Hi,
As part of the OpenDOAR project we've been looking at OA repositories' policies, and trying to harvest the details using the OAI-PMH 'Identify' verb. We did this for all the repositories listed in OpenDOAR (www.opendoar.org) that had an OAI Base URL. We had problems harvesting about 9% of repositories, for one reason or another. Two notable cases were ArXiv, which actively excludes requests from robots (unless they are on their white list), and Digital Commons repositories, where OAI-PMH requests are deliberately 'throttled' - taking ten times longer to respond than other sites. In both cases, this has been done to ensure that interactive end-user sessions are not degraded if robots attempt to crawl the entire repository (as they are wont to do).
It's also worth pointing out that only a third of OA repositories seem to have declared policies on re-use of metadata, full items, etc - or at least policies that are retrievable via OAI-PMH.

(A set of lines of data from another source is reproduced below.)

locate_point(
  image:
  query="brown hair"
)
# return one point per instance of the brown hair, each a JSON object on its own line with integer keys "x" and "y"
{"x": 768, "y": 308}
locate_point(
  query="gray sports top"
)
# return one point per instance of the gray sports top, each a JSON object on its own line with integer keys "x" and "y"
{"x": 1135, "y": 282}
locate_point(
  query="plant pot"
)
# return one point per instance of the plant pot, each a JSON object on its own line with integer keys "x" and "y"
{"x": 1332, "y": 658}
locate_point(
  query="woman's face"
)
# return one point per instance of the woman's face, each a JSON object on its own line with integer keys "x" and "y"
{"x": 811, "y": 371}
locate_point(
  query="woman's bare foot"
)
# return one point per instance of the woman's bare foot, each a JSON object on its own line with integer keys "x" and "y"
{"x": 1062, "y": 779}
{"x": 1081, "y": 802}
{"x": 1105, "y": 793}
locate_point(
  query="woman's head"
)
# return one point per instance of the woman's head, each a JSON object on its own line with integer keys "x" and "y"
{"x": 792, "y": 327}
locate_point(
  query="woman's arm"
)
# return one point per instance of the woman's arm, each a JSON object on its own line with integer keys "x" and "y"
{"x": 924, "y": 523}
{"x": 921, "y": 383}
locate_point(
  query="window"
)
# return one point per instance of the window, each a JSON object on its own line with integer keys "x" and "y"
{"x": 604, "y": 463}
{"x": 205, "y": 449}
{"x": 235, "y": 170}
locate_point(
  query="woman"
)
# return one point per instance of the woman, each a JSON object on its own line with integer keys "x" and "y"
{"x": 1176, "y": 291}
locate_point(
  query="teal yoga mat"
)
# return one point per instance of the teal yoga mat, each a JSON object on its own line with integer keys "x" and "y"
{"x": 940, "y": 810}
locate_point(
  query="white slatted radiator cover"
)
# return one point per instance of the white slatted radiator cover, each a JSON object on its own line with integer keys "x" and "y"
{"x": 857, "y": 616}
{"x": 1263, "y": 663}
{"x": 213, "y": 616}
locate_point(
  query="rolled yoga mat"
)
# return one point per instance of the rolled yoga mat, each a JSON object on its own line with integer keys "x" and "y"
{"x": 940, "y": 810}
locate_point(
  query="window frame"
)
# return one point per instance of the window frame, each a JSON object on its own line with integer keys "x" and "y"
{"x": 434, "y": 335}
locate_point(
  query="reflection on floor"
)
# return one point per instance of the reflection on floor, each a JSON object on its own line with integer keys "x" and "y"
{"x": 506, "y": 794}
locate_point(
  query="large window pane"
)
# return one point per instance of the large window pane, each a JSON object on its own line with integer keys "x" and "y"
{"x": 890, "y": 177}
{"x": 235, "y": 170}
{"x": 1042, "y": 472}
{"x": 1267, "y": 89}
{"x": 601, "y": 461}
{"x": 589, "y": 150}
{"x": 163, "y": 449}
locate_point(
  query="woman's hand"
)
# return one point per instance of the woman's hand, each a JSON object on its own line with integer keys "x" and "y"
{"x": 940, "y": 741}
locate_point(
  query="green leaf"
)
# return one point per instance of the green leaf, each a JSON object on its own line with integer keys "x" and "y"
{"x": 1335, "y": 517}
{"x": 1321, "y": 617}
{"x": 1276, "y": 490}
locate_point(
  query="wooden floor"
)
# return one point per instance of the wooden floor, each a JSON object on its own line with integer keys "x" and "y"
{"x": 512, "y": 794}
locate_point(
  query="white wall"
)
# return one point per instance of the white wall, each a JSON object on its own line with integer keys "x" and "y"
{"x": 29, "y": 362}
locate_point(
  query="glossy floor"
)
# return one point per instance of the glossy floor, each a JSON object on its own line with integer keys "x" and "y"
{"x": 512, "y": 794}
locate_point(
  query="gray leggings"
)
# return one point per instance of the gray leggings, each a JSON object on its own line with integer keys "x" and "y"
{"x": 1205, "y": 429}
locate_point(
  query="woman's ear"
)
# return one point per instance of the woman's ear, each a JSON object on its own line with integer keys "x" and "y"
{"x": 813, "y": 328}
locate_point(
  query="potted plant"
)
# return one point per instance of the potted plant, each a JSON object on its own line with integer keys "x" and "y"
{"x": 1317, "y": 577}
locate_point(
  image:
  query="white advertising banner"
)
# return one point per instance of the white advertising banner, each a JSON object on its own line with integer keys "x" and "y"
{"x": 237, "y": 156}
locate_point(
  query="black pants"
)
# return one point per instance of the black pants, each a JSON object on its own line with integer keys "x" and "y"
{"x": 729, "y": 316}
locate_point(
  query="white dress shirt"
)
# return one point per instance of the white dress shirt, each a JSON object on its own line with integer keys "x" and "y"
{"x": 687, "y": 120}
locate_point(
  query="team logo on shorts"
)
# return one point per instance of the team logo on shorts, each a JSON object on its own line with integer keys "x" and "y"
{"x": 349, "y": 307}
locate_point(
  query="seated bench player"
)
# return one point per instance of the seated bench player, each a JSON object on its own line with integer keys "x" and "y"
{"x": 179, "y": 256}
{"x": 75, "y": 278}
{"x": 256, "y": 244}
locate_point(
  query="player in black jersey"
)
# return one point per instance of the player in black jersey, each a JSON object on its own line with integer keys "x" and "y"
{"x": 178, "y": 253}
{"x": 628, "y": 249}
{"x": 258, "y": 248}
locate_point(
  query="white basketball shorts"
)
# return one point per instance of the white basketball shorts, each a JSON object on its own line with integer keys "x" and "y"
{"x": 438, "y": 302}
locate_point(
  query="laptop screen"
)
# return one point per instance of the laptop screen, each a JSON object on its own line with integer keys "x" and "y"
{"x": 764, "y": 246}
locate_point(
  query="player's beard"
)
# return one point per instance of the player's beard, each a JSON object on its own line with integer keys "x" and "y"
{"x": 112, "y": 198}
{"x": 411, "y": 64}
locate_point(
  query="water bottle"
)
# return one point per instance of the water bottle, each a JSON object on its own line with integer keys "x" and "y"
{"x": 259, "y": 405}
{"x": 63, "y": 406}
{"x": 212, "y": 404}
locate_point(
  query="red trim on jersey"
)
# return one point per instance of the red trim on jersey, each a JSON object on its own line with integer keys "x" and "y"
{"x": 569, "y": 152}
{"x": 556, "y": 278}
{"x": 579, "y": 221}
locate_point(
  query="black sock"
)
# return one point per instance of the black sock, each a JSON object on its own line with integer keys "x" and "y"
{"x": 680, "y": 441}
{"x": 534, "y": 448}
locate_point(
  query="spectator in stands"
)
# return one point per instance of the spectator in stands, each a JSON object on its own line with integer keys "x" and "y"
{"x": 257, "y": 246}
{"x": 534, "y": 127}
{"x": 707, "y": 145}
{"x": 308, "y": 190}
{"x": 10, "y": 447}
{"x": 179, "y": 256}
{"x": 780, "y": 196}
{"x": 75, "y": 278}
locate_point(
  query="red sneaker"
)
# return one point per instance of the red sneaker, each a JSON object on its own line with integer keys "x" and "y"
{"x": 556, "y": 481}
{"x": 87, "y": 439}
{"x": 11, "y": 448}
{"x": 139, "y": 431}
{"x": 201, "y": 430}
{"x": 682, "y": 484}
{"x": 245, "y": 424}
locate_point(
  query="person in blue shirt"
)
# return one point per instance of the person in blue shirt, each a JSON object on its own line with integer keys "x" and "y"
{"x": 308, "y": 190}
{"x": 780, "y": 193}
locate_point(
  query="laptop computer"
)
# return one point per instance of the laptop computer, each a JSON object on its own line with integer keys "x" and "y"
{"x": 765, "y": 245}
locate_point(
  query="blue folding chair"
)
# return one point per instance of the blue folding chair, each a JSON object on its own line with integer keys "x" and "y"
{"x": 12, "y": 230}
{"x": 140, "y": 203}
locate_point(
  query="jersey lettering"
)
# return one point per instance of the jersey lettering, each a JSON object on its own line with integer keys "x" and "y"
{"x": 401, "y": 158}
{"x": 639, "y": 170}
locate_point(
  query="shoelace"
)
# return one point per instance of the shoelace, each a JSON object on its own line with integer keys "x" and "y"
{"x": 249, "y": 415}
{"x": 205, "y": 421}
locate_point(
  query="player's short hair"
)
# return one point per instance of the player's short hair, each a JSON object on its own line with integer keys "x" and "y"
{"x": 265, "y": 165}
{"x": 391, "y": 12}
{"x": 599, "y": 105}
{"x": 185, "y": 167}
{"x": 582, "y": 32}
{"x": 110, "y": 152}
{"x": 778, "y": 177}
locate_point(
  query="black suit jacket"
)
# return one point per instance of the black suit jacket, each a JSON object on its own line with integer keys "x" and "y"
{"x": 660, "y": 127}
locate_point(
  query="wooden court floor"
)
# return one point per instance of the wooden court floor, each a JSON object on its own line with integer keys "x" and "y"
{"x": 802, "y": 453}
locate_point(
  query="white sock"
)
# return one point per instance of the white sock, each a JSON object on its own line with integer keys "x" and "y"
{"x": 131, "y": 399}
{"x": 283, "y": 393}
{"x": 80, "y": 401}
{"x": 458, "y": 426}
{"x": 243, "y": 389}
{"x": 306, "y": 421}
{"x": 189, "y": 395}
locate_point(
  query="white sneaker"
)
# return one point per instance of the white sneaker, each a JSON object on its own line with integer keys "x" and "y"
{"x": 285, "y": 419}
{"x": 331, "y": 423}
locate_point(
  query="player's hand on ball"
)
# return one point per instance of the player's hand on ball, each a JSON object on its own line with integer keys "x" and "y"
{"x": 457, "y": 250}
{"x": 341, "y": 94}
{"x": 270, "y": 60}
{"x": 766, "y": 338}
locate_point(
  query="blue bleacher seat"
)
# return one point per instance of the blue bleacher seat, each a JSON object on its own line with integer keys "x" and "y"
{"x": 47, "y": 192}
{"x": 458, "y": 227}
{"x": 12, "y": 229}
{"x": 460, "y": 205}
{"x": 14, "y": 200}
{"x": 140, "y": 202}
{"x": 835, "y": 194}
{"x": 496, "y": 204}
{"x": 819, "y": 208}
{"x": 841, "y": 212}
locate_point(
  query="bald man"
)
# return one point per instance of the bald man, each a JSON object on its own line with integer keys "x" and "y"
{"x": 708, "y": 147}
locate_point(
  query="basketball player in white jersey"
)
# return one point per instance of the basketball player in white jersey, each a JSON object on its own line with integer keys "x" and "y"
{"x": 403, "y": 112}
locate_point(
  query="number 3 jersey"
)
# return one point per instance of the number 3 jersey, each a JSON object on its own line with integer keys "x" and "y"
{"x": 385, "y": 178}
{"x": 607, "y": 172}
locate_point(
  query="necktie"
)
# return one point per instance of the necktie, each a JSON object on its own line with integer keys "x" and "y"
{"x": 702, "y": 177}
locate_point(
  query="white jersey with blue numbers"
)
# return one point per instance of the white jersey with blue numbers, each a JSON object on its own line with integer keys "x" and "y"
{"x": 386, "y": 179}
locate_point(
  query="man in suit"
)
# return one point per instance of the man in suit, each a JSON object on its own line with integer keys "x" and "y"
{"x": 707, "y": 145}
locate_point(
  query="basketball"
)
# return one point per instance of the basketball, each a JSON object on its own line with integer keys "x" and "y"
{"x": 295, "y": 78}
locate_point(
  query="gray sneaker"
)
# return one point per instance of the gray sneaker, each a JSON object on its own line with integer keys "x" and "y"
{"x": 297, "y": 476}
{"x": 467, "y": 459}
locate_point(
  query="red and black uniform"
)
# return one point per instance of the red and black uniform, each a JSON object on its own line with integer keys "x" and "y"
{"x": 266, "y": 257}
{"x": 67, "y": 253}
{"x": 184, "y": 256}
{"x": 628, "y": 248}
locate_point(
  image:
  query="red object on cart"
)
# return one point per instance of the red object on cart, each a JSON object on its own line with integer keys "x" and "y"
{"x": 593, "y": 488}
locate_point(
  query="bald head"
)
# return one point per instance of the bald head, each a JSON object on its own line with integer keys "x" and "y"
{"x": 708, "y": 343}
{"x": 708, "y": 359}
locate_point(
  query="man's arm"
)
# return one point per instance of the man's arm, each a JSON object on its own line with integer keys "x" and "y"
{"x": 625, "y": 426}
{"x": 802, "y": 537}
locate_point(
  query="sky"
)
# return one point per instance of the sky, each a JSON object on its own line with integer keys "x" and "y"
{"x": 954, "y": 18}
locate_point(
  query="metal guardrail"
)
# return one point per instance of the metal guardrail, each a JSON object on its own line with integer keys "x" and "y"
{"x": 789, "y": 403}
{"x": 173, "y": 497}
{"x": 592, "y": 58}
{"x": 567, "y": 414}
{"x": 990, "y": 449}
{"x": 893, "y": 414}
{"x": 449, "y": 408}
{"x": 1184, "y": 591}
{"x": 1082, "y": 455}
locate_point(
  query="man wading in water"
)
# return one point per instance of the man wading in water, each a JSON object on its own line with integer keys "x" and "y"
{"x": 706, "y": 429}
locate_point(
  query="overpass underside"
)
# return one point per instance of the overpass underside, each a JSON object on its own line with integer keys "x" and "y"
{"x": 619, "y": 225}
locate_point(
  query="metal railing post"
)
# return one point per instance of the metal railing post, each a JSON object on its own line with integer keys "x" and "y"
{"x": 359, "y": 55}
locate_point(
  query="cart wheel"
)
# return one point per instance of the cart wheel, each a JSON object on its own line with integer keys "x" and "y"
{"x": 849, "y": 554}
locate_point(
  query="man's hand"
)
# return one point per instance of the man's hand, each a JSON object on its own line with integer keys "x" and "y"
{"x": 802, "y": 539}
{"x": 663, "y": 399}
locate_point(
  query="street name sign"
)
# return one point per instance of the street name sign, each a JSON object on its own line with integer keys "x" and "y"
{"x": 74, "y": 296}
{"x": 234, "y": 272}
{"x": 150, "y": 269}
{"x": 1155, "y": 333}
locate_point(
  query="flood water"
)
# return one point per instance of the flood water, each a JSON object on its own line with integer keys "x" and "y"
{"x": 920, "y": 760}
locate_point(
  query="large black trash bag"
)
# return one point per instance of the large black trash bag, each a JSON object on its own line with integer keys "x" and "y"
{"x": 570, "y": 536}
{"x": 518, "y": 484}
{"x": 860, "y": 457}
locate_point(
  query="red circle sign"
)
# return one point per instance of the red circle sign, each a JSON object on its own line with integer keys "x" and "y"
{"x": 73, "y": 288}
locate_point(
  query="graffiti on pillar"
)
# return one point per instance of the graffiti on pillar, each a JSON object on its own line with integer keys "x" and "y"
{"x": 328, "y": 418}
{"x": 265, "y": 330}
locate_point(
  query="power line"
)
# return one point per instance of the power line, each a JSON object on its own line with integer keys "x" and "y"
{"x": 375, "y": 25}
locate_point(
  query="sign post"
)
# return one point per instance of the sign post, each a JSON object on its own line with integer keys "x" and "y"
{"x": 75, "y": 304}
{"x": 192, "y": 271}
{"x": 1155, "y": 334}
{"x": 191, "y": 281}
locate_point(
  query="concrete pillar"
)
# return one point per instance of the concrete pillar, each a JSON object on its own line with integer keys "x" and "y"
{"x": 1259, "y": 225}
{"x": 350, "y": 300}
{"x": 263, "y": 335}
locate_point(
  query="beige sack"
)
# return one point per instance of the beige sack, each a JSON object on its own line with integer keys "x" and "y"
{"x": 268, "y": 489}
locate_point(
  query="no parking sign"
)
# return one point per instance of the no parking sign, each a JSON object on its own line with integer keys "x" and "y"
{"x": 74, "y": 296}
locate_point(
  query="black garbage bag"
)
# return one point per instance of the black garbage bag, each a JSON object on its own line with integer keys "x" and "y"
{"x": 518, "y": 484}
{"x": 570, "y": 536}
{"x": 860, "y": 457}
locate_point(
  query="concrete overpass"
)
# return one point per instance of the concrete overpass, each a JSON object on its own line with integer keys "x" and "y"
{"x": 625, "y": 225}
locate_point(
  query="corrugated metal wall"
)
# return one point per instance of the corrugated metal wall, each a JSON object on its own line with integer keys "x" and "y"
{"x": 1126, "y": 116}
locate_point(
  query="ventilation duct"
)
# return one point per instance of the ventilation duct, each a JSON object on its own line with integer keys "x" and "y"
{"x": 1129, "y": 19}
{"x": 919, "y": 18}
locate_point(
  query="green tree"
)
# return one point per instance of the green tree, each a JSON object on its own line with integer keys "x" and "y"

I gave a presentation on this exercise in a workshop at the recent CRIS 2006 conference in Bergen. Further details at
http://www.sherpa.ac.uk/documents/BergenPresentation20060512Handouts.ppt
Dr. Peter Millington
SHERPA Technical Development Officer
Information Services
George Green Library
University of Nottingham
University Park
Nottingham, NG7 2RD
England
Phone: +44 (0)115 84 68481
FAX: +44 (0)115 84 68244
-----Original Message-----
From: American Scientist Open Access Forum [mailto:AMERICAN-SCIENTIST-OPEN-ACCESS-FORUM_at_LISTSERVER.SIGMAXI.ORG] On Behalf Of David Goodman
Sent: 08 June 2006 20:08
To: AMERICAN-SCIENTIST-OPEN-ACCESS-FORUM_at_LISTSERVER.SIGMAXI.ORG
Subject: Re: RE : Harold Varmus: "Self-Archiving is Not Open Access"
I ask for information about the accessibility of documents maintained on individual faculty home pages, both to OAI-PMH and to such engines as google and scirus. (I do not refer to the policy of a crawler to examine or not examine a site, but to policies set by the site, to keep such crawlers out, presumably as an attempt to reduce the spam received by the faculty.)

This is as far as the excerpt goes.